L'ancien président roumain Ion Iliescu est poursuivi pour "crimes contre l'humanité" dans le cadre de l'enquête sur la violente expédition punitive des mineurs de 1990, a annoncé mercredi le Parquet général.
"M. Iliescu a été informé de l'ouverture de poursuites à son encontre", a indiqué à l'AFP un porte-parole du Parquet.
L'ex-président âgé de 85 ans, qui a passé une heure dans la matinée au Parquet général, a refusé de répondre aux questions des journalistes l'attendant à la sortie.

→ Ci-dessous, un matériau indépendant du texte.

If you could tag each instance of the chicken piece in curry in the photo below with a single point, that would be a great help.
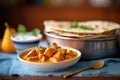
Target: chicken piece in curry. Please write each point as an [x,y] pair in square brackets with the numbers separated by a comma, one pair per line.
[52,54]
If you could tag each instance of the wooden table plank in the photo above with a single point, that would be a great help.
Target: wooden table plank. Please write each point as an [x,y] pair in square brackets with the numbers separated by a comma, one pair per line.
[58,78]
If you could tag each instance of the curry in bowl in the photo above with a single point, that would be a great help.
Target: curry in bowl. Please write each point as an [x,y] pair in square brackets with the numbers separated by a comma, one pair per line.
[51,54]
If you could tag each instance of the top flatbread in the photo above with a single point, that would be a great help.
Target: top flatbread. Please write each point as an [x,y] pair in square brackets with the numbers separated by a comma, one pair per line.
[99,28]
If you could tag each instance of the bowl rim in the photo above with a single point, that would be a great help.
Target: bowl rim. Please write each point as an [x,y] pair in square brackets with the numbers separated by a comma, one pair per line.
[70,38]
[38,63]
[36,39]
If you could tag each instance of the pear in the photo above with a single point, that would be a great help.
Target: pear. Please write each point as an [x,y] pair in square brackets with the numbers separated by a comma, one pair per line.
[7,44]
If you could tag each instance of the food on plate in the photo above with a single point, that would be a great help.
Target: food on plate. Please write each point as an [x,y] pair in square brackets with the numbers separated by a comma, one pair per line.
[81,29]
[51,54]
[7,44]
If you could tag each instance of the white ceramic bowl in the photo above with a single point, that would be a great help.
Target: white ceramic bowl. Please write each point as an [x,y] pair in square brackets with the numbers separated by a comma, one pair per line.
[49,66]
[24,42]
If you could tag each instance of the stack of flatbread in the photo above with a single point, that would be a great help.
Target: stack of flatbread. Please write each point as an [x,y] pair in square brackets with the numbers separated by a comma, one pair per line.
[99,28]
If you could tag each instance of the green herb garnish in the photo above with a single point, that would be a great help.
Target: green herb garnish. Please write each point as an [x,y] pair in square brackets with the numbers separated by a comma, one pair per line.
[21,28]
[84,27]
[35,31]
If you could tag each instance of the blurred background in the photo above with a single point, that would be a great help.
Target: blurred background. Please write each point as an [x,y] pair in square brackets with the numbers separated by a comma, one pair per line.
[32,13]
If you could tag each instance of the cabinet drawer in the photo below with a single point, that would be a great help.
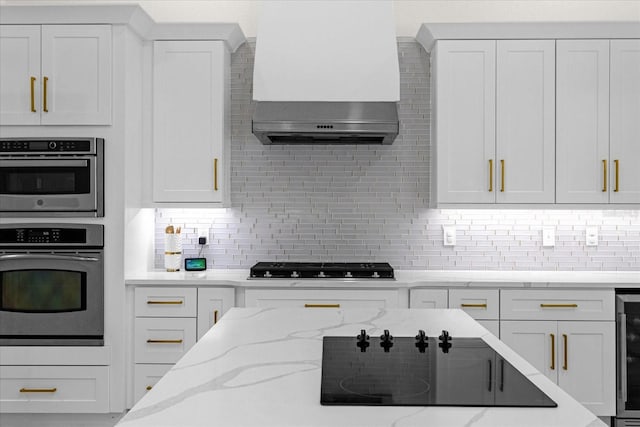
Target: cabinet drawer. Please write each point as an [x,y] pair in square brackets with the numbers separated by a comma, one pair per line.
[145,377]
[321,298]
[428,298]
[557,305]
[54,389]
[159,340]
[166,302]
[478,303]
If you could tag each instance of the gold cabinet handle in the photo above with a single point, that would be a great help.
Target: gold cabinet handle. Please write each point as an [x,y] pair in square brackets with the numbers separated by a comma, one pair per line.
[33,94]
[215,174]
[38,390]
[490,175]
[566,351]
[322,306]
[553,352]
[151,302]
[44,95]
[474,305]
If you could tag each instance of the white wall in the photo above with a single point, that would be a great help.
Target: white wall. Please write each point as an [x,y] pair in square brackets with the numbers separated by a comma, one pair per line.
[409,13]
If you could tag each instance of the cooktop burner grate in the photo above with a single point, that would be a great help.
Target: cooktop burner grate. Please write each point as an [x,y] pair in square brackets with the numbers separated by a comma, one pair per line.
[321,270]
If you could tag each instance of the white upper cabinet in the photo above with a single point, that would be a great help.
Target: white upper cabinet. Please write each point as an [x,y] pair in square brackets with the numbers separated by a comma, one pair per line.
[525,121]
[495,121]
[190,122]
[55,74]
[624,143]
[464,116]
[582,139]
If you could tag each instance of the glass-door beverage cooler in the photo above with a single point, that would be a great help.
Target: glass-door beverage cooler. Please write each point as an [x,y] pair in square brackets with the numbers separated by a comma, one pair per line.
[628,366]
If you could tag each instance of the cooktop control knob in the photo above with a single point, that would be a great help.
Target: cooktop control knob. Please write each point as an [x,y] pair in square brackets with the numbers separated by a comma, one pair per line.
[421,341]
[386,341]
[363,341]
[445,345]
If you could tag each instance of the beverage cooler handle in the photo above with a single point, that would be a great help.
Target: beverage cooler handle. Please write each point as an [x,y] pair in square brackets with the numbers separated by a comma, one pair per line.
[622,339]
[8,257]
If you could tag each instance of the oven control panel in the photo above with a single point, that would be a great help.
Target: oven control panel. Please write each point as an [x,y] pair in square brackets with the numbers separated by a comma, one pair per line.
[24,146]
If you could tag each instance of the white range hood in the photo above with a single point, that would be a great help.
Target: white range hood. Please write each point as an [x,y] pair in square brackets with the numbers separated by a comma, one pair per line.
[326,72]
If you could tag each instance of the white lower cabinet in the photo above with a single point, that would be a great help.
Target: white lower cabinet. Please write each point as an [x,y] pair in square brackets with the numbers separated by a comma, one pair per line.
[168,322]
[322,298]
[38,389]
[146,376]
[574,346]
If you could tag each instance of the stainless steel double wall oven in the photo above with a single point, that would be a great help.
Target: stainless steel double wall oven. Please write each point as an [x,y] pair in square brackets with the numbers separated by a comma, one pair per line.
[52,177]
[51,284]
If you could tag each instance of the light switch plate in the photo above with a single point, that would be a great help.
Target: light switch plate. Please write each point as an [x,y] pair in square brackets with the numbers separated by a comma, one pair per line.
[592,236]
[548,236]
[449,235]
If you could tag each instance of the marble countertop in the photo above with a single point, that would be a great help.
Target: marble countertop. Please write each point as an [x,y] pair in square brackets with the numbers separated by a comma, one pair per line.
[404,279]
[256,367]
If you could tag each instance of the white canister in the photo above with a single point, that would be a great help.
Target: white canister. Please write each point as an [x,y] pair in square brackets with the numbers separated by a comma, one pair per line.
[172,252]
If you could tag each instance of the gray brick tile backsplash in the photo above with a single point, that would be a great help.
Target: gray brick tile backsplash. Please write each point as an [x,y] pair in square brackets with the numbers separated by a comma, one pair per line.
[370,203]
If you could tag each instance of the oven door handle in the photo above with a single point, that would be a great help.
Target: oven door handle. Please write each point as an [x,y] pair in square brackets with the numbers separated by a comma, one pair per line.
[9,257]
[38,163]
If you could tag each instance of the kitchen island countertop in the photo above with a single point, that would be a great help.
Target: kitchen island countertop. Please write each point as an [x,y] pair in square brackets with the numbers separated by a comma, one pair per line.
[262,367]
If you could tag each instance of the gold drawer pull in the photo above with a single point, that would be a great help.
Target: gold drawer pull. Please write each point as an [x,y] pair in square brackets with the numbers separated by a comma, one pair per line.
[215,174]
[165,302]
[44,95]
[33,94]
[322,306]
[565,366]
[38,390]
[553,352]
[490,175]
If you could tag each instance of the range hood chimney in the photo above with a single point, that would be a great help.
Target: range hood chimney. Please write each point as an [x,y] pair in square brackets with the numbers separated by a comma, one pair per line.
[326,72]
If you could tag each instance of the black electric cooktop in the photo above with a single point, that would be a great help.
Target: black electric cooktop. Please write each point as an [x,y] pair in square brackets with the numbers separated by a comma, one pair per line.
[422,371]
[321,270]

Il est accusé d'avoir appelé des milliers de "gueules noires" à Bucarest pour mater un mouvement d'opposition qui avait bloqué le centre-ville pendant plusieurs semaines à la mi-1990, six mois après la chute du régime communiste.
"La répression violente de la manifestation organisée place de l'Université a fait quatre morts et un millier de blessés, dont trois par balles", a indiqué le Parquet.
Le chef du service roumain de renseignements (SRI) de l'époque, Virgil Magureanu, a pour sa part été auditionné mercredi par les procureurs sur son rôle dans ces événements qui avaient profondément terni l'image de la Roumanie.
Les procureurs avaient décidé en mars de rouvrir l'instruction de cette affaire, suite à la condamnation en septembre 2014 de Bucarest par la Cour européenne des droits de l'Homme (CEDH) pour une enquête "lacunaire et déficiente", marquée par de "longues périodes d'inactivité".
M. Iliescu avait déjà été mis en examen en 2005 pour "meurtre et tentative de meurtre" mais en 2007 le Parquet avait infirmé cette inculpation, estimant que l'enquête avait été entachée de vices de procédure, et ordonné qu'elle reparte à zéro.
L'ancien président, qui a dirigé la Roumanie à deux reprises, entre 1990-1996 puis entre 2000-2004, avait assuré en 2005 n'avoir "rien à (se) reprocher" dans cette affaire et affirmé que son inculpation "serait une honte nationale".
En 2008, les procureurs avaient décidé d'un non-lieu en sa faveur, estimant que les faits qui lui étaient reprochés "n'existaient pas".
La CEDH avait été saisie par l'épouse de l'une des victimes, un homme tué par un coup de feu tiré du ministère de l'Intérieur, ainsi que par un homme maltraité par des policiers et des hommes en civil dans le sous-sol du bâtiment de la télévision publique.
En septembre 2014 elle a décidé d'accorder 30.000 euros de dommage moral à la veuve du manifestant tué et 15.000 euros au manifestant maltraité.